Les joyaux de la sorcière
outre Pauline, Aldo, la princesse Obolensky et Adalbert, Van Laere et Dorothy Paine, le jeune couple américano-russe annoncé : le comte et la comtesse Ivanov. Lui un magnifique gaillard taillé pour porter la tenue des anciens chevaliers-gardes, elle, née Caroline Van Druysen, une grande fille blonde, rieuse et charmante, élégante aussi dans une robe de velours noir et une parure de fort beaux rubis, s’assortissaient magnifiquement. On échangeait baisemains et shake-hands quand Menjou souriant et volubile arriva en hâte s’excusant sur les aléas du poker et chacun prit sa place.

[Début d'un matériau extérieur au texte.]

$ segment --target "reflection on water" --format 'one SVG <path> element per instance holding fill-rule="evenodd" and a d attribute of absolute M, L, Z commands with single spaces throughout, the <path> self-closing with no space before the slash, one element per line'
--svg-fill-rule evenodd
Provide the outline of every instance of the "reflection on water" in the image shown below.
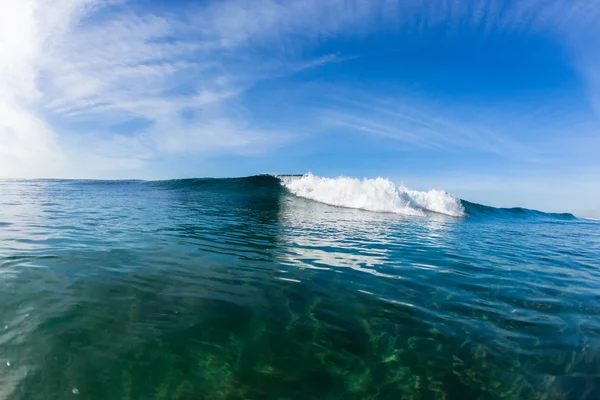
<path fill-rule="evenodd" d="M 600 398 L 598 224 L 0 182 L 1 399 Z"/>
<path fill-rule="evenodd" d="M 390 225 L 385 218 L 377 213 L 334 208 L 290 197 L 279 211 L 281 247 L 286 251 L 278 262 L 320 270 L 350 268 L 398 278 L 378 271 L 389 253 L 385 246 Z M 374 243 L 377 246 L 369 246 Z"/>

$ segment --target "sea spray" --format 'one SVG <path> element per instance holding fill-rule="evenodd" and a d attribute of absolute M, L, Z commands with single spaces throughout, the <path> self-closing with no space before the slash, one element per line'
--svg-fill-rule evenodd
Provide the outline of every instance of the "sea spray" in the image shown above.
<path fill-rule="evenodd" d="M 389 179 L 322 178 L 313 174 L 281 176 L 282 184 L 299 197 L 333 206 L 403 215 L 425 215 L 426 211 L 462 217 L 460 199 L 443 190 L 427 192 L 396 186 Z"/>

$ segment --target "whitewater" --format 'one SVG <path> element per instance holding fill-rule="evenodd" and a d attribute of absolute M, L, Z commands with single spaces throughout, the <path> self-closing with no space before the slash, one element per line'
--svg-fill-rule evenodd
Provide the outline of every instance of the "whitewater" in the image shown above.
<path fill-rule="evenodd" d="M 311 173 L 278 178 L 292 194 L 332 206 L 413 216 L 426 212 L 465 216 L 460 199 L 444 190 L 410 190 L 385 178 L 324 178 Z"/>

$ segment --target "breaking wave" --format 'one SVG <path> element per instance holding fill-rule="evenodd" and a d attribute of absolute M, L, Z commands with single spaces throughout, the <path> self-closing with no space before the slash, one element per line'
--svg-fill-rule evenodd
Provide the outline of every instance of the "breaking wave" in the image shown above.
<path fill-rule="evenodd" d="M 65 181 L 65 184 L 81 181 Z M 522 207 L 497 208 L 472 203 L 444 190 L 411 190 L 390 180 L 323 178 L 306 175 L 255 175 L 240 178 L 190 178 L 166 181 L 87 181 L 90 185 L 150 185 L 167 190 L 236 193 L 240 196 L 297 197 L 338 207 L 411 216 L 427 213 L 452 217 L 577 220 L 569 213 L 547 213 Z"/>
<path fill-rule="evenodd" d="M 410 190 L 384 178 L 321 178 L 312 174 L 279 178 L 296 196 L 333 206 L 404 215 L 425 215 L 427 211 L 453 217 L 465 215 L 460 199 L 443 190 Z"/>

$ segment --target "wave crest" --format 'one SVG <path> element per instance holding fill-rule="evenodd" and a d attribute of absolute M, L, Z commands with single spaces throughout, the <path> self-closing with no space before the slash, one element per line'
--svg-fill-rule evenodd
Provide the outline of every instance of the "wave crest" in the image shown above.
<path fill-rule="evenodd" d="M 443 190 L 410 190 L 384 178 L 322 178 L 312 174 L 279 178 L 294 195 L 333 206 L 403 215 L 422 216 L 426 211 L 465 215 L 460 199 Z"/>

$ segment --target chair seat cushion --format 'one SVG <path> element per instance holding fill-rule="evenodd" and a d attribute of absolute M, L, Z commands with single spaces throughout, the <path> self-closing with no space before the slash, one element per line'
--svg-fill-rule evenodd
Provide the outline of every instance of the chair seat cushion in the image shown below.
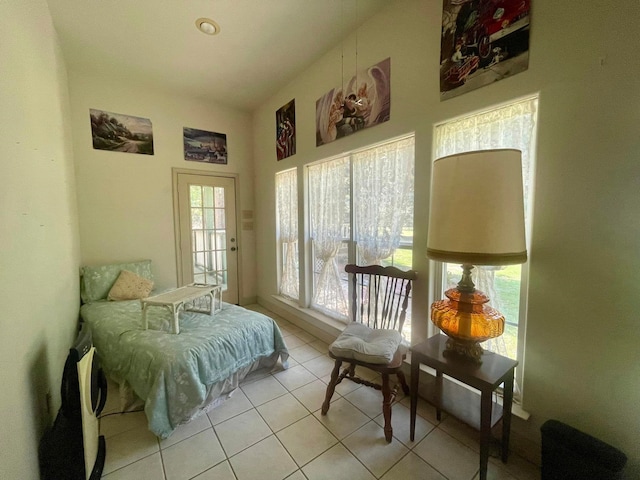
<path fill-rule="evenodd" d="M 352 322 L 329 346 L 329 350 L 336 357 L 386 364 L 391 362 L 401 342 L 402 336 L 396 330 L 373 329 Z"/>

— Tout le monde n’est pas arrivé ? émit le Commandant en constatant que la place en face de la sienne restait vide ainsi qu’une autre entre Caroline Ivanov et l’aviateur.
Un éclat de rire de Pauline lui répondit :
— Quand on invite Célimène, Commandant, il faut s’attendre à ce qu’elle n’arrive que le théâtre plein et le rideau levé depuis un moment. La grande Sorel ne saurait entrer comme vous et moi.
— Sans doute mais comme cette dame n’est pas chef d’État ni tête couronnée, je n’ai aucune raison de faire attendre d’autres dames et je vais ordonner que l’on serve…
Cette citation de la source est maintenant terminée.